BEARING WITNESS: Don T.  Nakanishi, the late UCLA emeritus professor and director of the UCLA Asian American Studies Center. The experiences of his parents, who never spoke of their incarceration during World War II, led him to a life in academia.

By THOMAS NAKANISHI

As my late father and former director of the UCLA Asian American Studies Center, Don T. Nakanishi, once said, “We must share and apply the lessons, the insights, and indeed the memories of the internment more broadly and for other individuals and groups of our society and the world…we must continue to bear witness to this society when civil liberties are being trampled, and when others are being invidiously and violently scapegoated during periods of war, economic difficulties, and profound social change.”

Like many other children of internees, my father learned about Executive Order 9066 and the World War II incarceration of Japanese Americans from a textbook — in college. This led him down a path of lifelong research to comprehend what happened to his parents, who had never spoken about 1942 when they gathered outside their temple, Nishi Hongwanji in Little Tokyo, and began their set of transfers to Santa Anita Race Track and Poston, Arizona.

Surprising information about what happened arrived throughout his life. After his first reading, he realized his older brother was born in Poston. While introducing his parents to my mother’s parents before their wedding, he learned about their segregated imprisonment in Tule Lake with others who are known as No-No Boys. Once he retired from UCLA, he would find a series of letters between his parents and a lawyer to ensure that responses to the loyalty questionnaire did not impact their citizenship status.
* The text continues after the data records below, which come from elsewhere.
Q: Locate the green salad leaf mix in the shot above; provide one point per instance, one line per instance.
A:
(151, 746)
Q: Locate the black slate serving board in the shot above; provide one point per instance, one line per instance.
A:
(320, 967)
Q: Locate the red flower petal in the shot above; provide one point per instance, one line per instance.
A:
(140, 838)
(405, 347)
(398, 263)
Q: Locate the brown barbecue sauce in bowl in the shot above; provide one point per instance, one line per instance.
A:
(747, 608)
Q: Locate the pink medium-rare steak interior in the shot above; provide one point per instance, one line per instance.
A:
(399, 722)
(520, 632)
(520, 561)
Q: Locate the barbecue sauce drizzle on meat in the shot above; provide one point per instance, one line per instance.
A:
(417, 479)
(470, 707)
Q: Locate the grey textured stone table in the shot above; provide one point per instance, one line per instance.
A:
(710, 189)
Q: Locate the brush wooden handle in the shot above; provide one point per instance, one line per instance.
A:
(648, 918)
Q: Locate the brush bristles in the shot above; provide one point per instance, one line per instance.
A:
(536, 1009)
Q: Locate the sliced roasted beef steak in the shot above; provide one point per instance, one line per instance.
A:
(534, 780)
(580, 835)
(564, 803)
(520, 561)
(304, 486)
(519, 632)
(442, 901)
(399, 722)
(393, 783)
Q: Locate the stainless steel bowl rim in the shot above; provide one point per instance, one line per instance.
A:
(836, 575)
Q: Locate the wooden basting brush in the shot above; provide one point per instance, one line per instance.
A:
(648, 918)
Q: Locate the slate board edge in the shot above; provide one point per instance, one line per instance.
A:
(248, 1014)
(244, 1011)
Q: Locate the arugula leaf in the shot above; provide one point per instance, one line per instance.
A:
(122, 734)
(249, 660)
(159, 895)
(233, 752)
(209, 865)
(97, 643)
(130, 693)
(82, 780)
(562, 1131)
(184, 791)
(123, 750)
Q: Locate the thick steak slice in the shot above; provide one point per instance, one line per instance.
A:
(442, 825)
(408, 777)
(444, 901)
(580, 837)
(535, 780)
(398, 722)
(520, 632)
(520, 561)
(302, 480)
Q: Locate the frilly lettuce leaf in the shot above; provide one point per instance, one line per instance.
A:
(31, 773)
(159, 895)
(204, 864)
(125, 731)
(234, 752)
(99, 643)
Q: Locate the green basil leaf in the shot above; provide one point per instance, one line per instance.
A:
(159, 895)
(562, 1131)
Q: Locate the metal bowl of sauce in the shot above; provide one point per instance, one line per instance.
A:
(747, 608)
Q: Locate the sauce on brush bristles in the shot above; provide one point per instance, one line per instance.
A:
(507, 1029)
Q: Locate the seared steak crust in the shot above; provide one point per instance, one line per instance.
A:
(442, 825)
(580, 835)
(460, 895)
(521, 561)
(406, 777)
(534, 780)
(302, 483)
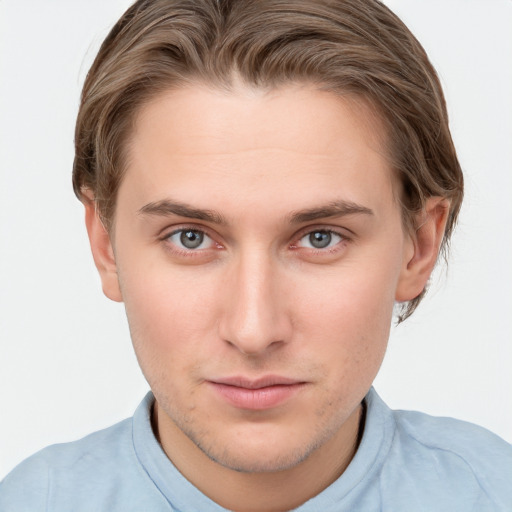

“We must continue to bear witness to this society when civil liberties are being trampled” — Don T. Nakanishi

My late father was never done researching and trying to better understand his parents’ and the Japanese American community’s experiences during World War II, after the war during resettlement and with the rise of new generations. He encouraged his students to ask their own questions about what happened, perform their own research, arrive at their own answers and share it with the world, so similar policies and legislation would never be adopted again.

He would ask all of us now to not only unabashedly share our families’ stories to help defend those being scapegoated by the Trump Administration but also to stand up and organize with others to fight these unconstitutional actions from being repeated.

My Stories E.O. 9066 is a series of stories on the continuing impact of Executive Order 9066 on the lives of Japanese Americans.